There were a few moments that stand out in my mind, of things Elias said that were so painful to hear. I was in Florida with some friends, and Justin texted me that he was visiting with the boys about our new baby that was going to be coming in a few months. Justin asked them if they were excited, and Elias said, “Yeah, but Brilynn is going to have to die before the new baby can come.” I just lost it. There are so many things you have no idea that your child believes or thinks unless they voice it. To Elias, his sister died right before the new baby was born. So of course it would happen again, his sister would have to die before the new baby could be born.

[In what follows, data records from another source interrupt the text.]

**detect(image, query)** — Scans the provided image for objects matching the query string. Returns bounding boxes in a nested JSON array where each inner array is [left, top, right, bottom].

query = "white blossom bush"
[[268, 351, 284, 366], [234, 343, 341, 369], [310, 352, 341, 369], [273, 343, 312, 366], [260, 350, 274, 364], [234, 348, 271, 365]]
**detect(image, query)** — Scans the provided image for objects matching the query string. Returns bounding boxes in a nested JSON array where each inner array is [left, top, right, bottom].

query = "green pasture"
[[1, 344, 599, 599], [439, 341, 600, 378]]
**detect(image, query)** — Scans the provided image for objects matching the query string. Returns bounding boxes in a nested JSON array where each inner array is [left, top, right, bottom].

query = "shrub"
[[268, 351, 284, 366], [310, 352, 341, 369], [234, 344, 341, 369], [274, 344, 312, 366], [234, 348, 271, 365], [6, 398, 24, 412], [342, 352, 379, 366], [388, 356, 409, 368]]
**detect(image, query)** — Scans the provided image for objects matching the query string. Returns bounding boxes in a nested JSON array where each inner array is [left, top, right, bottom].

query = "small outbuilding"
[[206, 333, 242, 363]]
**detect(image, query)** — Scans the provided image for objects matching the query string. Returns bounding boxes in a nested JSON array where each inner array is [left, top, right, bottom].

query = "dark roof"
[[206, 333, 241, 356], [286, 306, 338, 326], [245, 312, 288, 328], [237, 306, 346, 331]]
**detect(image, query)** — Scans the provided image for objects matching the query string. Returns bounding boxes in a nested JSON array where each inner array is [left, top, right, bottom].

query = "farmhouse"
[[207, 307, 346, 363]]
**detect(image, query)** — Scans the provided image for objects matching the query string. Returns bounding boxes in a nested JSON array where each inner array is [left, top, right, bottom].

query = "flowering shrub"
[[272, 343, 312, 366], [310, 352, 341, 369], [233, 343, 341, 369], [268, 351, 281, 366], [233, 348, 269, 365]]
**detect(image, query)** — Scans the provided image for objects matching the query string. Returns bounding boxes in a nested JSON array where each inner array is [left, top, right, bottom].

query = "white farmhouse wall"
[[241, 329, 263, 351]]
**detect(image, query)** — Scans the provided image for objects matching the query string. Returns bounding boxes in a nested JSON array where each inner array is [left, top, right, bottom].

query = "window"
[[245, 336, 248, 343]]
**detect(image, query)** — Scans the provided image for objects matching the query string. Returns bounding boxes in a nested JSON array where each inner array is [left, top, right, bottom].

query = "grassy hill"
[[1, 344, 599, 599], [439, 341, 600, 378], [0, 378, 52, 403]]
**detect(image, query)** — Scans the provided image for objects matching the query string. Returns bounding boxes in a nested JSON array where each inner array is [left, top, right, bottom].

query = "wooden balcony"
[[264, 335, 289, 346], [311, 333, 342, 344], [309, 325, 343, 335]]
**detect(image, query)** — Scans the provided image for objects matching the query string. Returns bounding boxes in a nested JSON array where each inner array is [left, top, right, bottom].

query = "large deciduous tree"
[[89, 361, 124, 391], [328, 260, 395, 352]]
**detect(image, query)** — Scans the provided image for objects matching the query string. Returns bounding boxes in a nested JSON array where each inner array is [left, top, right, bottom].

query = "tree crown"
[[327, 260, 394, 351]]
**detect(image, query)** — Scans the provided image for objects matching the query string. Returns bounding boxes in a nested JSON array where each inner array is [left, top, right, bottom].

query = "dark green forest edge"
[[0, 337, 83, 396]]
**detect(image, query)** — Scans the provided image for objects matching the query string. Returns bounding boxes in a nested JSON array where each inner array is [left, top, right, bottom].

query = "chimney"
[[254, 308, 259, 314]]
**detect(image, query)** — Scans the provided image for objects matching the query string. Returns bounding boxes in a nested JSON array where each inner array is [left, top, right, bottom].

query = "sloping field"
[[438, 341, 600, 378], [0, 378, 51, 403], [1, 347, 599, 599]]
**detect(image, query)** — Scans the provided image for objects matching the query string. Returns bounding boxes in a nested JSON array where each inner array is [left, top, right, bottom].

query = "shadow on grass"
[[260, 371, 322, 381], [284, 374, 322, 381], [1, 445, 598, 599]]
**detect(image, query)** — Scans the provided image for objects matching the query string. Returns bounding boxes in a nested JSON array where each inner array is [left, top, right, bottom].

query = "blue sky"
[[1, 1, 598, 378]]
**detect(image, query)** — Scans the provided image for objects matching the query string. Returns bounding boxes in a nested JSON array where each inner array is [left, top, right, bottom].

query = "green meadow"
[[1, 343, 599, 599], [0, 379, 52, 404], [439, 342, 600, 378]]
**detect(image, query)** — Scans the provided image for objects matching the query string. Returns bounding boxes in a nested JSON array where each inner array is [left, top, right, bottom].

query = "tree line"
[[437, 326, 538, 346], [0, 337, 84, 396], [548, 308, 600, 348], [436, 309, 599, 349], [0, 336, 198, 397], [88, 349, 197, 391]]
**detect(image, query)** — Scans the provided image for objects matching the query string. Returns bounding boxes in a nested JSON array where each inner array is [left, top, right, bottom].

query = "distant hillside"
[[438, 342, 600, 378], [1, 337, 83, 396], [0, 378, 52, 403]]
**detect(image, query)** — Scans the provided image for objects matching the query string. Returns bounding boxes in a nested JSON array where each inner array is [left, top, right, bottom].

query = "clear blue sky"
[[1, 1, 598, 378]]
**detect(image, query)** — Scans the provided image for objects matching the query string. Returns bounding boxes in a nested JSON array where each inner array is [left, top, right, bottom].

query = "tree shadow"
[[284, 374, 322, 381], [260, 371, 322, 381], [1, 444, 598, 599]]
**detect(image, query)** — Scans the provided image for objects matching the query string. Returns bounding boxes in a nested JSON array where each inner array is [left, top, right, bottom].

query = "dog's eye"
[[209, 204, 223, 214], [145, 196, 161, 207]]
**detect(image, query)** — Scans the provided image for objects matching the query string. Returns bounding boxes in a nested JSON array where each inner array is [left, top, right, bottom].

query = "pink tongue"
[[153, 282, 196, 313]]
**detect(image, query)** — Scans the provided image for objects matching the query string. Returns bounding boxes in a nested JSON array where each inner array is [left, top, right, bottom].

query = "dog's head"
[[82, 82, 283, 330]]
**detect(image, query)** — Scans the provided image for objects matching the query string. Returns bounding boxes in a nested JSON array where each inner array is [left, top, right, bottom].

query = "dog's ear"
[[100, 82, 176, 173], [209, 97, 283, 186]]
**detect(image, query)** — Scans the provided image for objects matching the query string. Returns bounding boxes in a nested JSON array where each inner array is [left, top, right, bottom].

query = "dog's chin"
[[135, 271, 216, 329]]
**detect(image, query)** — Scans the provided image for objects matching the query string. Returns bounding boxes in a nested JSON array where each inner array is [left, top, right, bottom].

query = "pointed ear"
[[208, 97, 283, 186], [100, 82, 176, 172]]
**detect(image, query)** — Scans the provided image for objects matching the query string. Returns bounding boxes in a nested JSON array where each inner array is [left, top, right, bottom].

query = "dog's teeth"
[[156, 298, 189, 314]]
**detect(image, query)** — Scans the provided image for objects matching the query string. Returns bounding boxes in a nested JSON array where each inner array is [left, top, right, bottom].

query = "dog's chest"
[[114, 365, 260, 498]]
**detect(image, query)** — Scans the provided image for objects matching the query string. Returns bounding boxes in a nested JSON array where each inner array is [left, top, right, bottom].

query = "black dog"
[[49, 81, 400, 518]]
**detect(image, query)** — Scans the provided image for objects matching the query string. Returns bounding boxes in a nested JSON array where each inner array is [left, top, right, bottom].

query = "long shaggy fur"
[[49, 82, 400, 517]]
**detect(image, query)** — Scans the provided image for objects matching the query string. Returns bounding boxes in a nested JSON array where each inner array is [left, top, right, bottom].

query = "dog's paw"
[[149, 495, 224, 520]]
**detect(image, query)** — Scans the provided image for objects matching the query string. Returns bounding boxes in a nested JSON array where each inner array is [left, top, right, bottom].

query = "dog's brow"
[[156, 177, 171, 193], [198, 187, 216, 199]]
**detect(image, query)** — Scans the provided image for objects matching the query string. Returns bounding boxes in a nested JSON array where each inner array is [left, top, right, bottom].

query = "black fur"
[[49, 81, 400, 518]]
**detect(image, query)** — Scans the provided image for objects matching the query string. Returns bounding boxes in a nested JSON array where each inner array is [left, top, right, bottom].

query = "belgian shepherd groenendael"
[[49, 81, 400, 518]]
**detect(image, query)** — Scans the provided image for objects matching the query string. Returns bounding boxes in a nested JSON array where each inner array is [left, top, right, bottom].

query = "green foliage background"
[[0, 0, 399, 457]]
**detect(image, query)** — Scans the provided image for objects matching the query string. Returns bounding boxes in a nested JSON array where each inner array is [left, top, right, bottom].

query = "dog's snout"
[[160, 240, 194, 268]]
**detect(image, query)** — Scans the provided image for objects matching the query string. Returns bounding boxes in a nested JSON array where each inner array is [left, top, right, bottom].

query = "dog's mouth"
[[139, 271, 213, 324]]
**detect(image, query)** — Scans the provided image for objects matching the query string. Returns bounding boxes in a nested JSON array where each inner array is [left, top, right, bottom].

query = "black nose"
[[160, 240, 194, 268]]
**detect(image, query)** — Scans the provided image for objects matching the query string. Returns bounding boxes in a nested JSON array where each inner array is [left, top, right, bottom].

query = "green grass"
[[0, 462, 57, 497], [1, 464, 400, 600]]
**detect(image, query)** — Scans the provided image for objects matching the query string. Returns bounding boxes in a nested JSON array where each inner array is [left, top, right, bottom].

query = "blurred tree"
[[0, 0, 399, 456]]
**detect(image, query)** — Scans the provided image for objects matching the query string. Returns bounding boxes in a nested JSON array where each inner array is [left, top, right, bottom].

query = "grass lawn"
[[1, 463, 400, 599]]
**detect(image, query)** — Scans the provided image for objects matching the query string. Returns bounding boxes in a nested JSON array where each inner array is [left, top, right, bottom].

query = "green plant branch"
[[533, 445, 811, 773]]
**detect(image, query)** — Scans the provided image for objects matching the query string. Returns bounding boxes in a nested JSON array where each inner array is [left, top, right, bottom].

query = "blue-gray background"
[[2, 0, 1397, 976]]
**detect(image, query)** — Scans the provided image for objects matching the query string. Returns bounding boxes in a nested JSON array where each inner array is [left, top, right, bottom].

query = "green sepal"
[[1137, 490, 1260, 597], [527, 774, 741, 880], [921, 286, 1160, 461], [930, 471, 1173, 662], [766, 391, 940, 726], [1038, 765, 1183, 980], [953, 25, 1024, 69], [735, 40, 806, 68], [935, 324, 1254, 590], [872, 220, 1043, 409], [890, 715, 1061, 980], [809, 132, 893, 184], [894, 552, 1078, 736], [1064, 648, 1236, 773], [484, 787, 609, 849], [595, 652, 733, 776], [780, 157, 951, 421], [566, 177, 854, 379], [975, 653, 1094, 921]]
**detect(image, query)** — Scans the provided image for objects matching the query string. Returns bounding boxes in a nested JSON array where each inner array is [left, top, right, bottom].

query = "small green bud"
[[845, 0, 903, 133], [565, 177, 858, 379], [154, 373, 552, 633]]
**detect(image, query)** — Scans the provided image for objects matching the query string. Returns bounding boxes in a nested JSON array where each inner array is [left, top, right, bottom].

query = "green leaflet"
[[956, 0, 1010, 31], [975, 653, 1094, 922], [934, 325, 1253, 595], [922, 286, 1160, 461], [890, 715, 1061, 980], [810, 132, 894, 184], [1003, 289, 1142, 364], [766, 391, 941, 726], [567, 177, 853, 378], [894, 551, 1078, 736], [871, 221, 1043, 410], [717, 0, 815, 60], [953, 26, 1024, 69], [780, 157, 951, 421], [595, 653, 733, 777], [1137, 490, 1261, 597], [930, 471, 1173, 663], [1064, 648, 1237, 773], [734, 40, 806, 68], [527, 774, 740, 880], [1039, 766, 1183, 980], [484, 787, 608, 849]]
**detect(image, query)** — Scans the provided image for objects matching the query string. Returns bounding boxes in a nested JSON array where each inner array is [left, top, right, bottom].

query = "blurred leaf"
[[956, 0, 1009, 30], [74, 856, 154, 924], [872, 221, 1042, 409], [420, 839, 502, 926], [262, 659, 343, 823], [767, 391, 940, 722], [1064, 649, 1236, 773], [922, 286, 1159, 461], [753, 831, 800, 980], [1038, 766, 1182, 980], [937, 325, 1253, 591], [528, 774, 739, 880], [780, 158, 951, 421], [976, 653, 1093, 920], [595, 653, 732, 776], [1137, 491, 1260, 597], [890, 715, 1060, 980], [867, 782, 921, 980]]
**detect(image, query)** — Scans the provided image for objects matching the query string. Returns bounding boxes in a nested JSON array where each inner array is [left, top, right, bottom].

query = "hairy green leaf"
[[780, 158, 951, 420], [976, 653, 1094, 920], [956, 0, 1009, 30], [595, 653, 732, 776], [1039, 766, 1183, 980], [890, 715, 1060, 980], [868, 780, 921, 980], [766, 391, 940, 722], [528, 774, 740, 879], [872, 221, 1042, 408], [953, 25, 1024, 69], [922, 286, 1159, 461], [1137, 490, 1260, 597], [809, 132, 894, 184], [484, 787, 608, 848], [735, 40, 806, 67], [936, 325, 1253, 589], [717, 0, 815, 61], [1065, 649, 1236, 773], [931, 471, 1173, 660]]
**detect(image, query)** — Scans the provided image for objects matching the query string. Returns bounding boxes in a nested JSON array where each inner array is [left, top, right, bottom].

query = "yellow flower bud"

I feel like death in our family brought out the fact very clearly that all emotions are okay in our house. It doesn’t mean we always deal with them well, but the ability to talk about our emotions and how we are feeling is very important. Also, in therapy with a different therapist, she was teaching Elias emotions and how we can name what we are feeling inside. Most of the time kids don’t have a clue what emotion they are feeling, some adults don’t know that either. It really needs to be taught, voiced, and noticed.
It’s really hard to know what behaviors your child is exhibiting are grief related or age related. It’s so hard to know what to do. So many behaviors can come out in different children, and they can respond so differently. Kids also understand the level of loss at different levels at different ages of their life. I think the age a child can really comprehend death as a final thing is around age 6 or 7. So there could be periods of fallback, where your child is having a more difficult time because they can understand a deeper level now.
Children are so resilient, but it’s so painful that they have to deal with such a traumatic event and horrible thing. The one thing I hope to give them, is the ability to know that it’s possible to to live a great life even after really hard things happen. I want them to know that life is a full spectrum of emotions, and I want to teach them to not be afraid of love and loss, because the scars are a beautiful testament to the love that you had and still have for the one you have lost.